A coroner has ruled that the three British citizens killed in the plane crash were unlawfully murdered.
Sam Pegram, Oliver Vick and Joanna Toole were among the 157 people killed on Ethiopia’s Boeing 737 Max airliner in 2019.
Lawyers for the family were seeking a wrongful murder verdict ahead of an inquest into the death of a loved one.
A court has ruled that flight ET302 from Addis Ababa to Kenya crashed shortly after takeoff due to a design flaw.
A sensor failure in the flight control software designed to make the plane fly easier and more predictable caused it to deploy at the wrong time, sending the plane into a catastrophic dive.
Despite attempts by pilots to take control of the plane, it crashed in a remote farmland outside the Ethiopian capital.
West Sussex Coroner Penelope Schofield said the incident was the result of a series of failures related to the development and operation of flight control software known as MCAS.
She said two employees of the manufacturer deliberately misled regulators and operators of the 737 Max over the operation of safety-critical systems.
“Like losing a part of yourself”
An autopsy said Pegram’s parents described the 25-year-old humanitarian worker as a kind and caring person with an infectious sense of humor.
“He had a passion for human rights, but also a drive and inner strength to make a difference,” said his father Mark.
Toole’s father described how his daughter, a 36-year-old sustainability activist, had a “rare combination of animal and human empathy”.
The death of a child “is like losing a part of yourself,” he added.
A humanitarian activist, Vick was a devoted father to his daughters, according to his mother, Cheryl, who “had an unwavering focus on making the world a better place for as many people as possible.” It says.

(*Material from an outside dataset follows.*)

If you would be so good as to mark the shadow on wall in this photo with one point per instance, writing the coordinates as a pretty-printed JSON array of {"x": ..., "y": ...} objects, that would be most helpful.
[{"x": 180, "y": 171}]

Abdulkadir Qasim, a former Somali refugee who came to England at the age of 25, died in an accident while heading to Kenya to discuss a new job.
An autopsy was not conducted on his death, but in a video statement in court on Monday, his wife Kamal said how he was a “great husband and father”.
Her youngest son was a toddler at the time of the accident and could not remember his father, she said.
Before the Ethiopian accident, a similar malfunction caused another Boeing 737 Max to crash into the sea off Indonesia, killing 189 people.
The company later admitted responsibility for the loss of the plane, but an agreement with the US government granted immunity from prosecution in exchange for a $2.5 billion (£1.9 billion) fine and compensation.